The rigors of this new regimen hit me hard in the grocery store. It took foor-ev-errrr. Squeezing produce. Plucking vegetables. Consulting recipes. Reading labels.
I was completely out of my element.
Because I’m a glass-half-full kind of girl, I focused on the fact that this trip to the store was the first time I had been alone in a long time. Although, resisting the urge to just pick up Hot Pockets and call it a day was epic.
I sliced two cantaloupes, rinsed berries, chopped up celery and cucumbers and packaged it all for easy snacking. When I finished, my fridge looked like an As Seen on TV commercial for plastic storage containers. Mostly because I had miraculously found lids for everything.
As the boys munched on fruit, I turned to whipping up some omelets. No more sugary cereal, no siree. Bye bye Captain Crunch and anything magically delicious.
But, wow, did you know it takes a crap-load of eggs to make an omelet for everyone?

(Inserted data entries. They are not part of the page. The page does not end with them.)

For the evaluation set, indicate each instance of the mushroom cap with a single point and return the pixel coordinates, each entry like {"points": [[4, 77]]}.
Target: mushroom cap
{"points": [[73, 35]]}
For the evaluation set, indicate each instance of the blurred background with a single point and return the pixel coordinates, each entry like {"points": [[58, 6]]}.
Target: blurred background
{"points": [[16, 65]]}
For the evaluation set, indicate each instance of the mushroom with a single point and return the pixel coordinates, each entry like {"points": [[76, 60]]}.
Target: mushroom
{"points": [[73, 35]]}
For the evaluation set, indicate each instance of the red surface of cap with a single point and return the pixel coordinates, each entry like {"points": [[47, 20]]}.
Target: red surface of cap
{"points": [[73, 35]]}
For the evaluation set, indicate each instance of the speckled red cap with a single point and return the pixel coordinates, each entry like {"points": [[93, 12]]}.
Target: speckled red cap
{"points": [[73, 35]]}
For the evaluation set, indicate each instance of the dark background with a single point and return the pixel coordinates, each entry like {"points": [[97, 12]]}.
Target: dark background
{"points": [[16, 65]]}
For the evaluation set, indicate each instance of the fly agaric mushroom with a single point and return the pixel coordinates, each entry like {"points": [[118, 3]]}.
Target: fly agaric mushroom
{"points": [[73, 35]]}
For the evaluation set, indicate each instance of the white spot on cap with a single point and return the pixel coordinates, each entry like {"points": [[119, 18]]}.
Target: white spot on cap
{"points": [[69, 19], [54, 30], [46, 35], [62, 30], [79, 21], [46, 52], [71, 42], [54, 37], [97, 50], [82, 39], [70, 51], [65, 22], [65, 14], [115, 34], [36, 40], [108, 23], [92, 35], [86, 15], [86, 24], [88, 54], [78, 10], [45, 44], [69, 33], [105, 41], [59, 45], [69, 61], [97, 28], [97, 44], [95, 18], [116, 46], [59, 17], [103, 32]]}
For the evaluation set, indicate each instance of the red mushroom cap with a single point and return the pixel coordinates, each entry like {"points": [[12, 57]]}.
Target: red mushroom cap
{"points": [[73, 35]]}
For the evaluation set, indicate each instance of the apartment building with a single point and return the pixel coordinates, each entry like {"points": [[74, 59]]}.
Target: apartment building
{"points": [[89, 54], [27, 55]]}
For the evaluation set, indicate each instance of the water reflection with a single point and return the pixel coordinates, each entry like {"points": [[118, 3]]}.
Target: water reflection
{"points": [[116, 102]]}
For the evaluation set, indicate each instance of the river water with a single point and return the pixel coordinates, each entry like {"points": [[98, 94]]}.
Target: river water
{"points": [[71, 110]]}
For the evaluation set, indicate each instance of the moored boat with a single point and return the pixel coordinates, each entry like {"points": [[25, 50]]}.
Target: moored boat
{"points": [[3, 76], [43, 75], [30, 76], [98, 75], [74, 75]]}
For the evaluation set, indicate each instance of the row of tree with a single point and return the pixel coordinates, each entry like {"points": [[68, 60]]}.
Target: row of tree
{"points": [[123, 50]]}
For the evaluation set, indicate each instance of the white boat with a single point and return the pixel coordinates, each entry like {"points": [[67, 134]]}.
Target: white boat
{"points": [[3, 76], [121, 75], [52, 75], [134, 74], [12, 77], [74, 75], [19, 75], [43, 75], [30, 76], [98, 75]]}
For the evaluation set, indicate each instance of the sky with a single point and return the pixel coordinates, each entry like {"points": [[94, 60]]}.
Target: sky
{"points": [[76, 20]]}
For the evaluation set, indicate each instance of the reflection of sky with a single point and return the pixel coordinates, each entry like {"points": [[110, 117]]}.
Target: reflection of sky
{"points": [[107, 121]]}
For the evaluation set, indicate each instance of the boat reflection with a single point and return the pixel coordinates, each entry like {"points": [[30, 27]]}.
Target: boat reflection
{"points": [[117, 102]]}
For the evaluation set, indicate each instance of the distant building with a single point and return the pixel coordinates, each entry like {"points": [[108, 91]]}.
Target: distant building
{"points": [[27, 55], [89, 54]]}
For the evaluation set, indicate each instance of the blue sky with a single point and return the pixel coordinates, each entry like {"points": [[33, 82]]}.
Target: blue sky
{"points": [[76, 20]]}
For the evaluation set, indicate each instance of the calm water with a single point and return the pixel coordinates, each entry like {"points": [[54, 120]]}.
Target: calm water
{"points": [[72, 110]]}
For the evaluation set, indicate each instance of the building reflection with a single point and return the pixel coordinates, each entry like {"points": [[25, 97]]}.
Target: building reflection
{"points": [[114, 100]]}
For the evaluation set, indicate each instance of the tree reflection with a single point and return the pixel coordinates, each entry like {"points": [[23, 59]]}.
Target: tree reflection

An eternity later, I served the omelets but not before the cubes of two whole cantaloupes were gone. We were one meal into the day and I was starting to question this whole healthy thing.
Because I am a glass-half-full kind of girl, I thought about how much better this was for my family as I washed the mountain of dishes, pots and pans in the sink. I admit, though, I reminisced about the days when the pop tart wrapper constituted morning clean up.
I had made it perfectly clear that we were not eating fast food, but that didn’t stop the kids from asking me every 15 minutes if we could “go somewhere.” Each time they asked, I went through the list of healthy choices. Fruit, roasted pumpkin seeds, veggie sticks. No, no and no.
I think their fight or flight instincts were kicking in as they faced the fear of being banished from their processed world.
I settled on smoothies and pulled out the blender and all the ingredients. More slicing, some scooping and pouring, and the kitchen was a mess again. Those damn ants were forcing my hand, I had to clean immediately and thoroughly after every food adventure. And yes, I realize that for a lot of people cleaning immediately and thoroughly is not unusual. Good for you.
I looked at the time and realized I hadn’t been out of the kitchen in hours.
Because I am a glass-half-full kind of girl, I concentrated on the fact that I had cooked way more than I had eaten which was a total bonus especially after I drank the entire vacation to drown my pest woes.
The rest of the day was a blur of culinary and cleaning activity. To make matters worse, two kids were working so I actually delivered those meals to them with plastic cutlery and more Tupperware in an effort to stop them from ordering fast food.
Healthy people are skinny because it is an exhausting, calorie burning process to actually live a healthy lifestyle. And it explains why Gwenyth Paltrow is sort of cranky and misunderstood.
Mac came home from work at 10 p.m. starving and proclaiming that the dinner I sent was a nice snack (which I tried not to take personally). I ticked off the available choices for the 1000th time that day and walked upstairs to bed as he bit into a peach and some veggie sticks.
Murphy hopped down off the bed as I crawled in, probably still traumatized from the morning’s face plant.
Because I am a glass-half-full kind of girl, I fell into a deep sleep and dreamed about Sunday; the day I promised the boys we could splurge and eat whatever they wanted.
As long as I didn’t have to cook it.